Vincent L. a été jugé et condamné à de nombreuses reprises. Si l’on tient compte des remises de peine, il a passé au total un peu plus de trois ans derrières les barreaux. Extraits de casier.

  • 03.02.1989 Placé dans une maison d’éducation au travail pour vol, dommages à la propriété.
  • 29.05.1990Condamné à 20 mois d’emprisonnement pour mise en danger de la vie d’autrui, vols, infraction à la loi sur la circulation routière.
  • 22.09.1994 Condamné à 3 ans de réclusion pour mise en danger de la vie d’autrui (pour le rodéo de Cheseaux), violence contre les autorités et les fonctionnaires, vols.

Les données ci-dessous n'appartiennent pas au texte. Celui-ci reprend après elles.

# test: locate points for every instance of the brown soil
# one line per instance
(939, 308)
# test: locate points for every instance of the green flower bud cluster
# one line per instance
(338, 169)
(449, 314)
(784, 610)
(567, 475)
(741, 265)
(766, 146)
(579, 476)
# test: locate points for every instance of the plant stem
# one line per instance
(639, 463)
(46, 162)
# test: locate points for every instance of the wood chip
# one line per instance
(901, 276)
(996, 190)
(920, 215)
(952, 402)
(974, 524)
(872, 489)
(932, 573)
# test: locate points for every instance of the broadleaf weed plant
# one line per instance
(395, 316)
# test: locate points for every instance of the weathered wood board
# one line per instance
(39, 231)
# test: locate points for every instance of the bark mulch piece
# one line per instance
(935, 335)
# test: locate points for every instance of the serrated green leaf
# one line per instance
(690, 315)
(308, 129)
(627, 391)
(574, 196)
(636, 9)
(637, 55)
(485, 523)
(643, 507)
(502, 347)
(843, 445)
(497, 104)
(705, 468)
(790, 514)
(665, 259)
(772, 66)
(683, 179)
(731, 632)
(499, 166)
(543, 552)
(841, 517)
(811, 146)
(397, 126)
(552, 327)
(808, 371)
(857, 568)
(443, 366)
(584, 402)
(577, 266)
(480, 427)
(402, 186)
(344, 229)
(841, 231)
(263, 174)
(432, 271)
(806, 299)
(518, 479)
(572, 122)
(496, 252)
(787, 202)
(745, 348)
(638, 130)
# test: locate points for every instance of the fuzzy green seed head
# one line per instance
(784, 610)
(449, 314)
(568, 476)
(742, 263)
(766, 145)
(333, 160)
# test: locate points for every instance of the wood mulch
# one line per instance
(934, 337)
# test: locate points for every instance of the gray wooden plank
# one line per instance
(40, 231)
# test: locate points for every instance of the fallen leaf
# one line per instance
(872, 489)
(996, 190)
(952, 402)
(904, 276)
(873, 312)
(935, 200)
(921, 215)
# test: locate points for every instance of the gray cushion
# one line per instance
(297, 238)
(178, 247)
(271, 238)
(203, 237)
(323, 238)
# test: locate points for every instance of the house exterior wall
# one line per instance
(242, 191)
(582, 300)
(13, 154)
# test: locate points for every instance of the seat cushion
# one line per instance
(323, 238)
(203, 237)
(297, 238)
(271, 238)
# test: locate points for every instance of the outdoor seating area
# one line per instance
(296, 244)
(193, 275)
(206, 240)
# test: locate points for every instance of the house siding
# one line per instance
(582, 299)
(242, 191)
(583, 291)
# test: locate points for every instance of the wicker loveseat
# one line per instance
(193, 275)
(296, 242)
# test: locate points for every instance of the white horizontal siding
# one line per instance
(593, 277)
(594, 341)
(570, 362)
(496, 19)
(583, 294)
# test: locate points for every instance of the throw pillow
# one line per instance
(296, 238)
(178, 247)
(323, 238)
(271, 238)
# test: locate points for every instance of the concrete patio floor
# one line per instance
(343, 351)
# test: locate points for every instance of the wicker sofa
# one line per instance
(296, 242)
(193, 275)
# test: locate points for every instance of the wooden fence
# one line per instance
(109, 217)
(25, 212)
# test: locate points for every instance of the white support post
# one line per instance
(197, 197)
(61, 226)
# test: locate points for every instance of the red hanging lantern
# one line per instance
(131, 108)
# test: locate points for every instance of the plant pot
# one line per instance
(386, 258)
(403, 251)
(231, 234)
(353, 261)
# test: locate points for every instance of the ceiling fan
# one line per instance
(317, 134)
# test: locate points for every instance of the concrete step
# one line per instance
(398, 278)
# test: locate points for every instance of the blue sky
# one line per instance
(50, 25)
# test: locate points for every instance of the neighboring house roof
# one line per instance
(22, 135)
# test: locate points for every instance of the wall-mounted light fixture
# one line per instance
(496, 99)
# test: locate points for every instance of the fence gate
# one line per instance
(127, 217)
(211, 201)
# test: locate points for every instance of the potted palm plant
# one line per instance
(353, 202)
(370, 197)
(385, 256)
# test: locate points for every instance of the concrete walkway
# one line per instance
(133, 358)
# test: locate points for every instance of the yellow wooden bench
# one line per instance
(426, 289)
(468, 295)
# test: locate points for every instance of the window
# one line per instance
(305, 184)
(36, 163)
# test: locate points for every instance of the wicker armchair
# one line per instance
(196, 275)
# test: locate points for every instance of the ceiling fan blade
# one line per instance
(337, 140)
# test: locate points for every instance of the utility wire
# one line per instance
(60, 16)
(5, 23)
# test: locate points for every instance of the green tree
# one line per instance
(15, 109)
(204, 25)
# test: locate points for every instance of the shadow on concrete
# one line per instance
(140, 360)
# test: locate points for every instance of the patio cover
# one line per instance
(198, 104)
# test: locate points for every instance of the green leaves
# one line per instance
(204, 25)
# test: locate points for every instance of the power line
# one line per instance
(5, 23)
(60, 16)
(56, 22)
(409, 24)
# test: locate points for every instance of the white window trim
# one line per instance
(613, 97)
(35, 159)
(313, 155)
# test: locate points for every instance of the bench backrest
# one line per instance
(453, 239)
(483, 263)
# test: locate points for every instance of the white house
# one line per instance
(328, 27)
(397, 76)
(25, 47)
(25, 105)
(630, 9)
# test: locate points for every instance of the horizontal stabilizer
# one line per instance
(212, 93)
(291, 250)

  • 27.11.1995 Condamné à 20 mois d’emprisonnement pour lésions corporelles simples, vol, dommages à la propriété, violence contre les autorités et les fonctionnaires (pour avoir subtilisé et pointé l’arme d’un policier).
  • 6.11.1996 Condamné à 30 jours d’emprisonnement pour vol d’usage et dommages à la propriété.
  • 23.10.1997 Condamné à 11 mois d’emprisonnement pour vol, dommages à la propriété, délit manqué d’opposition aux actes de l’autorité (pour avoir forcé un barrage de police).
  • 21.06.2000 Condamné à 21 mois d’emprisonnement pour vol par métier, dommages à la propriété, violation de domicile, faux dans les certificats (falsification de cartes grises).